Świerzba - Cud lyrics

[Zwrotka 1] Witam, to moja trzecia płyta, pewnie poznałeś rzeczy Każda kilkanaście track'ów, razem będzie czterdzieści W nielegalu przez dekadę ile nagrałem, nie wiem Liczmy setkę, do tego featy, łącznie ze dwieście Co sprawiło, że akurat słuchasz tego numeru?

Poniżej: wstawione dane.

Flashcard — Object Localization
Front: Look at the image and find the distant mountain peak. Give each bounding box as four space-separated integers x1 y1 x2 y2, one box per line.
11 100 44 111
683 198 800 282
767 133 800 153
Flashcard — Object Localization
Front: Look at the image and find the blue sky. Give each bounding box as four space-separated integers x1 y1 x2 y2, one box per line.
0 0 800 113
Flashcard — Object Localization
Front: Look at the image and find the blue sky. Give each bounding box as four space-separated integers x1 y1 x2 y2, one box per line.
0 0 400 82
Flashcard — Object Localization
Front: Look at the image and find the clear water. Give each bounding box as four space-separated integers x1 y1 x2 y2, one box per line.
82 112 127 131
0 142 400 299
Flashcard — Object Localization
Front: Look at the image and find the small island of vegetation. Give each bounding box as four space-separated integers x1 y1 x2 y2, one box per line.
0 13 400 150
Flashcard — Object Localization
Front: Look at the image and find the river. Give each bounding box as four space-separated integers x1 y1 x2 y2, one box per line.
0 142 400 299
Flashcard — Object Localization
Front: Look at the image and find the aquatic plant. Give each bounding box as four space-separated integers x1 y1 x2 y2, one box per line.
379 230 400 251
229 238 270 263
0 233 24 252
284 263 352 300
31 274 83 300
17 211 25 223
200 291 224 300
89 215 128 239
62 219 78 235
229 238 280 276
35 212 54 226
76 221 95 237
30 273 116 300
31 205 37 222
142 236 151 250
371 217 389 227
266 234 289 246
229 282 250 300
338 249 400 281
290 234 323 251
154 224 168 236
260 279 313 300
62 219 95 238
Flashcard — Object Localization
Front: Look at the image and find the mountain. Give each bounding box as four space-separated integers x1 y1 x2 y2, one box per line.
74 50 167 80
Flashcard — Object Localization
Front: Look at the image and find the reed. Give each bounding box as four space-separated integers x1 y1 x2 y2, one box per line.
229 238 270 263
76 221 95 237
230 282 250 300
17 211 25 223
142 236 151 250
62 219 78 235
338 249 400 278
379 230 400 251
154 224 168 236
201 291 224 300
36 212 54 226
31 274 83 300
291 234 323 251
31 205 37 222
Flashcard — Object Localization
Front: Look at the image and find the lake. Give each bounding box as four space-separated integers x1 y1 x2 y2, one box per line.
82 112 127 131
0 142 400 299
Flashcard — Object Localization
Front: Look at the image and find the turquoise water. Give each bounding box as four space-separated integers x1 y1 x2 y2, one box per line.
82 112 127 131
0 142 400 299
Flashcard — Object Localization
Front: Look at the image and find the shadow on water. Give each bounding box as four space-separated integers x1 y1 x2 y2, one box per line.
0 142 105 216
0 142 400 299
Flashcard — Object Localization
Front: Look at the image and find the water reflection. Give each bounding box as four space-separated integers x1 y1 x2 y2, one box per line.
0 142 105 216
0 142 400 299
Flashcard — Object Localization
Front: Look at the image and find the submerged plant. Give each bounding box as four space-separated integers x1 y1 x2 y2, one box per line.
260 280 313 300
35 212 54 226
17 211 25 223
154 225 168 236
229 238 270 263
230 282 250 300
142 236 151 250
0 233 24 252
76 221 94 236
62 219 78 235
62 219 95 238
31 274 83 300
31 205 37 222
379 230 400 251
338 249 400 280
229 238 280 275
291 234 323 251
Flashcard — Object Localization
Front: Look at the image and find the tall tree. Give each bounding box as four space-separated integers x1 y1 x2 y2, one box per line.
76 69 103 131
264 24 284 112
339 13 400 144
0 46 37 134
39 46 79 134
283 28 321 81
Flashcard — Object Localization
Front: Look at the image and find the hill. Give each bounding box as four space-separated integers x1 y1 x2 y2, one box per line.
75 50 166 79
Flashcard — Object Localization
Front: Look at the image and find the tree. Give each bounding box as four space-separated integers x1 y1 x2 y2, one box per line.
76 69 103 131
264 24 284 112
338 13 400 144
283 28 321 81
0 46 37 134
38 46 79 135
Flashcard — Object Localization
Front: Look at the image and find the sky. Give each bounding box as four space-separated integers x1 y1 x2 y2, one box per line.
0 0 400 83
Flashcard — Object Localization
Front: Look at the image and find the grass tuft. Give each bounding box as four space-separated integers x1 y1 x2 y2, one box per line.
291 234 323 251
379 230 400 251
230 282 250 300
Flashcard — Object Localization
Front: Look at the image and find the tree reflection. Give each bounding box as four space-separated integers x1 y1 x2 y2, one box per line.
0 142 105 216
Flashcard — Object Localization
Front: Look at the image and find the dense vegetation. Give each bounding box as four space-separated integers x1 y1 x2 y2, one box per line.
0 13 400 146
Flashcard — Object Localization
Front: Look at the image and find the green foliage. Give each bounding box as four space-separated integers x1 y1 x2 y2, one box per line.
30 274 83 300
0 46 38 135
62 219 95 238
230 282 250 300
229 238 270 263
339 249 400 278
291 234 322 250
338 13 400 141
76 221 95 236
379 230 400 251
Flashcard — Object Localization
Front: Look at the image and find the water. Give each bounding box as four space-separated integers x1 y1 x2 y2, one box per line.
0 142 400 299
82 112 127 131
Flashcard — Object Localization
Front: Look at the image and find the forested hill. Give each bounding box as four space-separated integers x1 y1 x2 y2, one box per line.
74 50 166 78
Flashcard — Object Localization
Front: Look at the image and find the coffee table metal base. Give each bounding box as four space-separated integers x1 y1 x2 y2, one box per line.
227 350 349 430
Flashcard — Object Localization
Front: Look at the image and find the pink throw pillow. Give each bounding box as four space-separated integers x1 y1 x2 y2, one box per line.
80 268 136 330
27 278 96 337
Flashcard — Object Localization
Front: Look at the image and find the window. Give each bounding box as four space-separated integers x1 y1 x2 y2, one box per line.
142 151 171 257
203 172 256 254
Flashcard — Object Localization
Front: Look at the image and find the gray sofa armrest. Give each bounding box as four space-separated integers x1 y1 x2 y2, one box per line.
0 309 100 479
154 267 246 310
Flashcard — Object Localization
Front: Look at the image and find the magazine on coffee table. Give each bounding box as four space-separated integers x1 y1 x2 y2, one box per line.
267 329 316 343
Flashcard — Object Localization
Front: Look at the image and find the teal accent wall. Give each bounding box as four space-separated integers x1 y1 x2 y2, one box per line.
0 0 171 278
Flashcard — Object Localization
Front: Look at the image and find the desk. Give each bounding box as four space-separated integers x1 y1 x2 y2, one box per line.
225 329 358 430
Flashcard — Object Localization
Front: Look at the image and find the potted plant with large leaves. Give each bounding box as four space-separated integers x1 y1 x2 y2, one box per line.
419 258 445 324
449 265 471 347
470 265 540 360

Tyle track'ów moich było plus jest tylu raperów Osobiście znam ze dwustu, a to wierzchołek góry Jest nas dziesięć razy tyle, choć przestali niektórzy I niech każdy z dwóch tysięcy ma gdzieś po sto piosenek Razem będzie dwieście koła licząc bardzo bezpiecznie A to przecież jest wyrywek tego, co jest tu Disco, reggae, pop i techno, country, jazz i blues I przyjmijmy, że gatunków razem będzie dwadzieścia Każdy dwieście koła tracków, taka wychodzi średnia Aż odpalę kalkulator, wyszło cztery miliony W samej Polsce, kurwa, czuję się wyróżniony Teraz wyższe obliczenia, jest nas czterdzieści baniek Siedem miliardów jest na świecie, więc to mały ułamek A dokładnie pół procenta, dalej mnożymy Cztery miliony polskich tracków razy dwieście na Ziemi To osiemset baniek różnych nut I to odkąd rap jest w Polsce, więc niewiele lat Pozwól, że to zaokrąglę, dodam Bacha i Liszta Plus chorały gregoriańskie, łącznie niech będzie miliard Miliard rzeczy, których mógłbyś w tym momencie posłuchać Pięknych, wartościowych treści, większość miła dla ucha Kompozycje tak złożone, że to czysta poezja Dopieszczone głosem twórcy, magią na instrumentach A ty jednak słuchasz typa z Radomia Co nie śpiewa, ani nie gra, coś tam umie rapować Raz na miliard i to tylko skromnie to licząc Mógłbyś zająć się czymś innym, a nie moją muzyką No bo powiedz ile czasu leci coś obok ciebie Pewnie godzinę, albo dobra, niech ci będzie - dwie dziennie Jak odpalasz jakąś nutę, a nie czytasz czy biegasz Spędzasz czas ze znajomymi, zwyczajnie zapieprzasz Zamulony po uczelni, zmęczony po tyrze Myślisz sobie "nie odpocznę", a puszczasz tę płytę I się skupiasz na tym co nawijam teraz tu Każde słowo chcesz rozkminiać, to jest jakiś cud Nie wiem czym cię przekonałem, ale proszę cię, zostań Czuję się z tym doskonale, wciąż się tworzy historia Raz na miliard, taki niby zwykły rap Coś sprawiło, że to jednak ja [Tekst i adnotacje na Rap Genius Polska]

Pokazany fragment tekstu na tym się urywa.